Introducing A New RTB Platform (It's Not The Kind You Are Thinking Of)

Real-time bidding (RTB) platforms. Proprietary bidding system. Unsold inventory. Those are some of the common buzzwords ad techers toss around. That's why I was surprised to find that exact terminology in a press release that had nothing to do with advertising.

Stayful, a new travel service focused on independent boutique hotels, this week launched a RTB platform in private beta. The company has built a proprietary bidding system and hopes that their RTB platform will help independent boutique hotels sell more rooms (the release claims that $13.9 billion in revenue are lost each year due to unsold rooms).

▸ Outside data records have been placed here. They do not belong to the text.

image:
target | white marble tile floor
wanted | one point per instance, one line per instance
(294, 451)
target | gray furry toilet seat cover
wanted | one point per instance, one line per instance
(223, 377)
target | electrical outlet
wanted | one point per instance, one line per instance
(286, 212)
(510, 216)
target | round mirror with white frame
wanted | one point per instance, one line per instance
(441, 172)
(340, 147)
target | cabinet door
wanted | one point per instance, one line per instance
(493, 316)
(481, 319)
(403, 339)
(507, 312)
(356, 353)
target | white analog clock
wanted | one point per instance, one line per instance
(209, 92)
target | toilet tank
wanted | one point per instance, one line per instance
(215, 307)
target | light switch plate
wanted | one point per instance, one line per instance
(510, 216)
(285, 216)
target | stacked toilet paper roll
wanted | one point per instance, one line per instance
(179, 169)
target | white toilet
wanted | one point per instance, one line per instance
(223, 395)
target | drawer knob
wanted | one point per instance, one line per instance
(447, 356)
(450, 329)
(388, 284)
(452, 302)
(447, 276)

Through two paragraphs of the release, I thought they were talking about a RTB platform to help lesser-known hotels target consumers. Then I got to the first line of the third paragraph:

"At Stayful, travelers search the hotels that have available rooms within the next 30 days and make a bid of what they would like to pay."

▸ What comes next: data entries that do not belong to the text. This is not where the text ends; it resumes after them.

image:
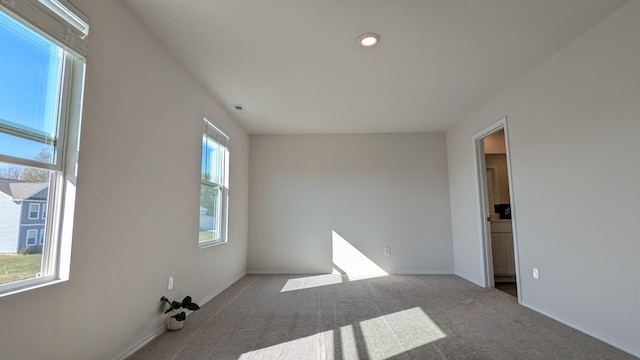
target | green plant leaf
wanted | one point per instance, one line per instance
(186, 301)
(180, 316)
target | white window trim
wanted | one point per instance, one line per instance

Oh. So it's not a machine or an algorithm doing the bidding. It's not even about advertising inventory. It's just regular people bidding on things they want to buy.

But then it got me thinking. I've done real-time online auctions myself at QuiBids (warning, you will spend too much time on that site), but that's still the human controlling 100% of their actions. What if, one day, today's programmatic ad tech was applied to things that regular consumers could buy? And the consumers themselves used the tech to help them bid?

Could online (and mobile) retailers have a published price for much of their inventory and then set the rest of their inventory up for real-time bidding between consumers? That's already starting to happen (otherwise Stayful wouldn't have just released their platform), but I'm talking about a widespread adoption of this technique.

If that were to happen, consumers would want a way to optimize their own bidding. As the advertising industry is starting to figure out, technology is quite good at doing just that.

What do you think? Will today's high tech advertising technology one day be sold at your local Walmart to help you personally bid your way to a cheap new TV, or am I getting too far ahead of myself?